Old Photograph Light
Fundamentally, a photograph is a record of light-fall in the instant the shutter closed in. The hands of someone you loved, the distant mountain enshrouded in mist, flowers outside a neighbour’s window, the plainly draped shawl keeping your mother warm on a winter evening—everything and everyone visible in photographs became visible because they were reflecting light.
I think there is too little poetry in praise of “old photograph light.” The way light is captured in pictures from a long time ago. It is a colour of light that we seem to encounter in old photographs alone. Somebody fixing a dress, eating cake, or smoking a cigarette—painted in that light, the most ordinary moments seem to be awash in meaning. To me, that light is a feeble whisper speaking in your ear, “This, here…this was something.”
In the age of high-definition everything, something about looking at old photographs gently dismantles the defenses guarding the peripheries of our inner landscape and asks to feel, to become still, to unclench the fists. It is a softening of the heart, a lengthening of gaze and a momentary lapse in the understanding of how time elapses.
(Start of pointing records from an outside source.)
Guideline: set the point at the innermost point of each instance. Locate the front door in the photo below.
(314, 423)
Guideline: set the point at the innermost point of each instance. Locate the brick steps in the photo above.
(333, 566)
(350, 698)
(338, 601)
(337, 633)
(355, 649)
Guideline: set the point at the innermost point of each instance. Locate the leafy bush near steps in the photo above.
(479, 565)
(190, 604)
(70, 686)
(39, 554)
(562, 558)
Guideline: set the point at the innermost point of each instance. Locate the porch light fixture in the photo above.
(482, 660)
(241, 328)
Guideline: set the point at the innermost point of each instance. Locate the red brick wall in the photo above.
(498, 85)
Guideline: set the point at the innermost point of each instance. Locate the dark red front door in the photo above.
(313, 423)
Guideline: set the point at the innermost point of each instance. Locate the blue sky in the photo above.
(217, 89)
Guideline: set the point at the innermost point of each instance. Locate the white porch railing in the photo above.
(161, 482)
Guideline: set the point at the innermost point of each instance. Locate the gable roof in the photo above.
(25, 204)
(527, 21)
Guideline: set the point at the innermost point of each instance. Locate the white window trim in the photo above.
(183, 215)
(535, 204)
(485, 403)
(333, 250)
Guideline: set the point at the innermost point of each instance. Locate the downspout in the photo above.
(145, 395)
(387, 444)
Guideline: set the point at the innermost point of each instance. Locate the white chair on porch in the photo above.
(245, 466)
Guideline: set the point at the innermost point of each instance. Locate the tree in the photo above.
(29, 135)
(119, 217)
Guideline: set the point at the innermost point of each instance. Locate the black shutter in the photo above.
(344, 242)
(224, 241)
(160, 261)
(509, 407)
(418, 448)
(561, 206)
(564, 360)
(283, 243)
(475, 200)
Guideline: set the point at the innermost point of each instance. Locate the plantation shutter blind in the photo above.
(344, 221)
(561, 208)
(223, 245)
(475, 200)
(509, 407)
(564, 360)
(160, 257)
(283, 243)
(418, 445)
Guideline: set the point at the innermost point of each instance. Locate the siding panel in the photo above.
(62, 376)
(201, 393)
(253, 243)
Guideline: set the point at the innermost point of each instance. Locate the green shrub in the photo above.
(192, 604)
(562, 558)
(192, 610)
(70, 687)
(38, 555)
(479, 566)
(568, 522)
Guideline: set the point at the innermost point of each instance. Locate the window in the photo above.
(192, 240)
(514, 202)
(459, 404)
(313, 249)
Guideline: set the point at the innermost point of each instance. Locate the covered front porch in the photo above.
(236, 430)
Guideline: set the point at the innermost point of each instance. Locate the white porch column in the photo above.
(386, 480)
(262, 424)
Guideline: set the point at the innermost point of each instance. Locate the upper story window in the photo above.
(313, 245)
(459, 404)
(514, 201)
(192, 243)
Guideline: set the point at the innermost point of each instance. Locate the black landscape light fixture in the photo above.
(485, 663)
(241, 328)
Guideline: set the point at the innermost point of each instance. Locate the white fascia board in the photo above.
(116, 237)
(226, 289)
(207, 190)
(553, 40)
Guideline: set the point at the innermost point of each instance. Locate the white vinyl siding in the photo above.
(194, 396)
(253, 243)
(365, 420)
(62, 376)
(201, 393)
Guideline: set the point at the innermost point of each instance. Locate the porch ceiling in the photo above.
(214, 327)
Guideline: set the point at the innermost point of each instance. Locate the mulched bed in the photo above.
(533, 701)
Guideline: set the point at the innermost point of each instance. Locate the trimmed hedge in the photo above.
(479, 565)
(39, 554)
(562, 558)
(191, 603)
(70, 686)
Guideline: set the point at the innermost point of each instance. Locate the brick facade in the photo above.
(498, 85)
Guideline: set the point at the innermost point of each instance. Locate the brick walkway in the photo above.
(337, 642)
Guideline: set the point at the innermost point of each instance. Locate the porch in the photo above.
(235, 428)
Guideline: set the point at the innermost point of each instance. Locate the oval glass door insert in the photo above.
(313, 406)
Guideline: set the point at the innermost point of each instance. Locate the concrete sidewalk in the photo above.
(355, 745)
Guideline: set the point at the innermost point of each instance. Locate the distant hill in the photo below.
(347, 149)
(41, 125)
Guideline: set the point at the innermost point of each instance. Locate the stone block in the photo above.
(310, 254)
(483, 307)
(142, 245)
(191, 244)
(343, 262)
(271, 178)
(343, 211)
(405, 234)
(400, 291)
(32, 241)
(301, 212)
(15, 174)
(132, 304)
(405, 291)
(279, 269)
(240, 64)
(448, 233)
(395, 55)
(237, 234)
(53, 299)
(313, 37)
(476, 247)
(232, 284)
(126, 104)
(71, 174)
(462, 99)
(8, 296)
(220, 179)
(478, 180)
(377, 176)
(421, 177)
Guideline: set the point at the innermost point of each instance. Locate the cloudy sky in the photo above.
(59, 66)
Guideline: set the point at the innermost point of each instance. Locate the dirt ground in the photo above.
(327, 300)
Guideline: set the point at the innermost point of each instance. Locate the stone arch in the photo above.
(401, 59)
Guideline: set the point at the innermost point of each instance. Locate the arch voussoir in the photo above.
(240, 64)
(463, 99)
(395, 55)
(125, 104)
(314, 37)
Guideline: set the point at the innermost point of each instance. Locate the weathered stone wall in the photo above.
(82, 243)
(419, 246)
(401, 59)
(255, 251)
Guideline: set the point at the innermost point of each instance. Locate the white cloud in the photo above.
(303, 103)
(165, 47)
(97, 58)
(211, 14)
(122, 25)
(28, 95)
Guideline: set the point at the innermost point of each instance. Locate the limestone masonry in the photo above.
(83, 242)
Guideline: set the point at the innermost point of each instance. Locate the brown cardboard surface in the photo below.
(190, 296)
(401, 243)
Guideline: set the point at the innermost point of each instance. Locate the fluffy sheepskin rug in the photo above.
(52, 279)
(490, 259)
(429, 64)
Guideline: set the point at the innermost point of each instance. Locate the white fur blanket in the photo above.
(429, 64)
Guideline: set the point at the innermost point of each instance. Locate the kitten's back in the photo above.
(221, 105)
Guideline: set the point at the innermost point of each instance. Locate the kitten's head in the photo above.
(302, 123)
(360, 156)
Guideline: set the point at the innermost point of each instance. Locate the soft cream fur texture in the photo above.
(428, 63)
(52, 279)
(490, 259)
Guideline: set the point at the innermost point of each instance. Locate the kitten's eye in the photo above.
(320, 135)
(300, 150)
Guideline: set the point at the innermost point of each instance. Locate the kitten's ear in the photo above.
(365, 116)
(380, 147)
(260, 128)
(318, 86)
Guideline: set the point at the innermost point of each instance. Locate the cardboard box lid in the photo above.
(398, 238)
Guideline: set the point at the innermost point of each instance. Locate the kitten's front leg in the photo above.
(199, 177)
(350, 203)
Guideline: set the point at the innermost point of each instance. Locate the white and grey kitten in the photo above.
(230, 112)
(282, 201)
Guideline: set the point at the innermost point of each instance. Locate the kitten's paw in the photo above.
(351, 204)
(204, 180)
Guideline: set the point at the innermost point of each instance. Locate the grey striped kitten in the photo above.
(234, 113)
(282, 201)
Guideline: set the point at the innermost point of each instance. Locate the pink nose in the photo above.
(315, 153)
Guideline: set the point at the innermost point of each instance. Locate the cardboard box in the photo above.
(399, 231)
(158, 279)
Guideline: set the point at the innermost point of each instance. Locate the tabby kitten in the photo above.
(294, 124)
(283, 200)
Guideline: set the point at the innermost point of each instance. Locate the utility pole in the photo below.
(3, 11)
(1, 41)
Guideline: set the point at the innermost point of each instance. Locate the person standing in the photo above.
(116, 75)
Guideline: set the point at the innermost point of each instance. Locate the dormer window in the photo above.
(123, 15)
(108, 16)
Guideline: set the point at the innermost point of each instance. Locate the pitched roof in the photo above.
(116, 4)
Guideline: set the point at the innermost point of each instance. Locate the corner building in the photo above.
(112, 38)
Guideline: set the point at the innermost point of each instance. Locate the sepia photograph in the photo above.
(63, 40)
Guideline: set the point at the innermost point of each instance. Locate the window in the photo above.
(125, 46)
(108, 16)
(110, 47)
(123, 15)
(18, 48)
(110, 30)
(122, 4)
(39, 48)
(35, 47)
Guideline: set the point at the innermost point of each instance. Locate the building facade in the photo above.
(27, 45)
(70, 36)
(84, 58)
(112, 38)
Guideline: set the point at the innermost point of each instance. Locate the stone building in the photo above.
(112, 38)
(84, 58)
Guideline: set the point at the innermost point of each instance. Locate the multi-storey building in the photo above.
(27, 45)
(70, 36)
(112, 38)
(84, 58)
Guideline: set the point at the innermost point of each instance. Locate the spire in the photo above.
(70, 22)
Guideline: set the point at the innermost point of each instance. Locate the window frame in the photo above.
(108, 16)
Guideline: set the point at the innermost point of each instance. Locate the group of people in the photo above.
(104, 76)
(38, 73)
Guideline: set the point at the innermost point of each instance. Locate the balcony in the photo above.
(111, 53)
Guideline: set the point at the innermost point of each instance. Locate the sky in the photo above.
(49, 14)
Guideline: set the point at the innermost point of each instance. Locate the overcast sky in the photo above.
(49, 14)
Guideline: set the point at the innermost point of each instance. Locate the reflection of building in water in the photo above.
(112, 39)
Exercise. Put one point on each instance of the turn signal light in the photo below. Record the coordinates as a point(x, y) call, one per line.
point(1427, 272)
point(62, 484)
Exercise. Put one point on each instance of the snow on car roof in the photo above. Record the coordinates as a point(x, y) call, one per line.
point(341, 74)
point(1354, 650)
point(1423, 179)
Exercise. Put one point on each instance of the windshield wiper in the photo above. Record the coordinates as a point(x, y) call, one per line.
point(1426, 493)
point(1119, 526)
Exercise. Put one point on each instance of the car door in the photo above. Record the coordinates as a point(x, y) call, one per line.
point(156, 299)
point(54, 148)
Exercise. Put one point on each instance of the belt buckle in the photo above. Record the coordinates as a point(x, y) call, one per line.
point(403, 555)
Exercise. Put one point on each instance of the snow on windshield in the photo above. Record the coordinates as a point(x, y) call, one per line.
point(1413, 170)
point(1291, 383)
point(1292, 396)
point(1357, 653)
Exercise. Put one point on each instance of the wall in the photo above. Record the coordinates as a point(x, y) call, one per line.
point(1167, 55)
Old photographs appear as if viewed through a foggy, sunlit window, and this can simply be attributed to the interaction of light and chemicals over photographic paper. Yet some of us are inclined to note how the grainy texture, apparent malleability, and softness in shapes seem to represent how time weathers human lives, how readily memories dissolve, and how time scatters everything…and everyone.
I watch a woman hold her daughter’s hand in a library, an old, sunken man standing in a queue outside a bank, a dear friend wave at me from across the street, my mother talking to the street cat who has come asking for milk. And everything is illuminated in old photograph light. In the colour of remembering.